Но многовековая статика тоже обладала, само собою, исключительной выразительностью! Германтов заворожен был старыми римскими фотографиями, сколь плоскостными, столь и, как ныне казалось ему, кубистическими по изобразительной стилистике своей уже тогда, в девятнадцатом веке; заворожен был сохранёнными для него внимательным фотоглазом чёрно-белыми мгновениями монохромной облупившейся жизни… Но помимо зрительных образов, так его волновавших и вдохновлявших, были ещё и книги, а он ведь никак не мог удовлетвориться тем, что читал о Риме; как ни странно, чувствовал он, горы книг о Риме были словно отделены какой-то изначальной преградой от зримости того, что описывали они…
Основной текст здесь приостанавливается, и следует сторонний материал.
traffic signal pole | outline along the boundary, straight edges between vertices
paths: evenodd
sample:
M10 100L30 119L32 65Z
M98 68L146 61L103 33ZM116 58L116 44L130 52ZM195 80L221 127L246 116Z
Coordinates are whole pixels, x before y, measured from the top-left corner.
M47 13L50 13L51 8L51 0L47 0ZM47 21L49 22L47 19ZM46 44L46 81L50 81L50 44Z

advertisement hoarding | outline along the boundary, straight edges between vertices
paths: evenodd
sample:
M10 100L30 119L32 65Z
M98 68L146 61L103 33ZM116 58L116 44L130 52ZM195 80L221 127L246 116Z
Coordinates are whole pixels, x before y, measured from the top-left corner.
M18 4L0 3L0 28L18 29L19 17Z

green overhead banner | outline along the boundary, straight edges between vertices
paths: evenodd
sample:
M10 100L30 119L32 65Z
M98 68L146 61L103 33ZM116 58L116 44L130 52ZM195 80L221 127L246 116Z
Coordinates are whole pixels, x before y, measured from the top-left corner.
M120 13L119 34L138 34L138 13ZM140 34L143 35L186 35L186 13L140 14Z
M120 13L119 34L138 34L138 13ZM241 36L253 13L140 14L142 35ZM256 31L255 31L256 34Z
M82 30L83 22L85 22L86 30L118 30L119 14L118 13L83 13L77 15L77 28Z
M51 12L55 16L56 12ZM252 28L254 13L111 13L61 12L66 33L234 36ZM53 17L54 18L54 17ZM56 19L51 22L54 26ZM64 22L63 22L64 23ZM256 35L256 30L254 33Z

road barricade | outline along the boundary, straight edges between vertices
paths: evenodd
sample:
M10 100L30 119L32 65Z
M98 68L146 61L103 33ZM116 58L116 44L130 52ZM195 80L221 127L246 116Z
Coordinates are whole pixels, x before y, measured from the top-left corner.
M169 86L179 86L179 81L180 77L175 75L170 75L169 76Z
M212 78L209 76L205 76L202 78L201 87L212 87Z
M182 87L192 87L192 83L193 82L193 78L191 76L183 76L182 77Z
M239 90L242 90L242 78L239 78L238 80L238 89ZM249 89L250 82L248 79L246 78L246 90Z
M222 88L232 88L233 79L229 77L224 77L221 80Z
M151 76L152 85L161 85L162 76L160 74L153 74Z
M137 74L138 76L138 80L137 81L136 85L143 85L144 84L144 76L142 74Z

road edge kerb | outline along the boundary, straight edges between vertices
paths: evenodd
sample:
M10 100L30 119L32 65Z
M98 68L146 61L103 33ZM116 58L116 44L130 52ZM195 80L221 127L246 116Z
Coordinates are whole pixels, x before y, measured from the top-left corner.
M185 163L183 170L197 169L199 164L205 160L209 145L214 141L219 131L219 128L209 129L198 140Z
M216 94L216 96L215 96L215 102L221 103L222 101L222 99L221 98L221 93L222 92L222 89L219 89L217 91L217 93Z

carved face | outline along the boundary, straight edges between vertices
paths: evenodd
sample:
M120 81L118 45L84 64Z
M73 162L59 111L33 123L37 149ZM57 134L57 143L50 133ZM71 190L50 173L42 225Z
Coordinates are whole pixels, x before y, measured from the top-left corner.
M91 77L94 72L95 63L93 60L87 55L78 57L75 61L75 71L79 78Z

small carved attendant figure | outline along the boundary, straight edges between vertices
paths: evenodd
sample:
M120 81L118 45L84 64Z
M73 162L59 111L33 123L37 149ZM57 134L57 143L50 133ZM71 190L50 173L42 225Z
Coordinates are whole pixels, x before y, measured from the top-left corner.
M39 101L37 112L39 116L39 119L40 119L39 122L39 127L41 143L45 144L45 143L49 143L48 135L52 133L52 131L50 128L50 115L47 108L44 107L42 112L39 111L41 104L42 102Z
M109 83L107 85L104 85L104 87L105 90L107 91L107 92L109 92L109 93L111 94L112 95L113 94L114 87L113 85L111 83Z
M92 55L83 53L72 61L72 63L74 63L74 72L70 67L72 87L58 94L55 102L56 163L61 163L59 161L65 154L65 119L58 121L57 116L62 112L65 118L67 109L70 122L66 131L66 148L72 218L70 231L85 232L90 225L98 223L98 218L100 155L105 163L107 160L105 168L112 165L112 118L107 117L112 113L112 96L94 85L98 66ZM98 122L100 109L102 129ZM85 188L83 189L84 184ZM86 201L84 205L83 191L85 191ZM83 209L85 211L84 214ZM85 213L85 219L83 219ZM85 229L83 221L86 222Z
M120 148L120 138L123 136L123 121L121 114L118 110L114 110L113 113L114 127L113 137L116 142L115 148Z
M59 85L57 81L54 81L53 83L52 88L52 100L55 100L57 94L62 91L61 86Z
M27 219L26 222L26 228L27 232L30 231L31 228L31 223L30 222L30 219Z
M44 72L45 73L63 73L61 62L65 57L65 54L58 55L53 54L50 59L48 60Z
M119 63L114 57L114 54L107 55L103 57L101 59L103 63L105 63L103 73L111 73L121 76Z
О, о таком он при всей отваге своей вслух не смог бы признаться, однако – тут уж ничего не поделать! – его – именно его – притязаниям на всеохватную точность не соответствовали блестящие классические тексты о Риме, сочинённые великими, ибо классические тексты Гёте, Стендаля, Гоголя были плодами вербального их мышления, гениального в каждом из отдельных случаев, но заведомо ограниченного, а амбициозный концептуалист Германтов, поднявший до небес планку требований к себе, вздумал скрестить – органично скрестить в своём небывалом обзоре-тексте! – вербальное мышление с пространственным мышлением, совершенно специфичным, но Германтову, пусть он, напомним, и не состоялся как архитектор, отнюдь не чуждым. Ему вспоминались какие-то фразы Гёте, он тоже чувствовал себя «соучастником великих решений судьбы, пытаясь распутать, как же Рим следует за Римом, и не только новый за старым, но различные эпохи старого и нового одна за другой». И – усложнял задачу, пытаясь при этом уместить разные эпохи в одном своём взгляде. О, многое зная о Риме, прочтя все главные книги о нём, Германтов решил Рим увидеть – так, как никто до него не видел, поскольку точка зрения Германтова на Рим, словно раздробленная на семь секторов-частей, но – единая, и сама по себе была уникальной.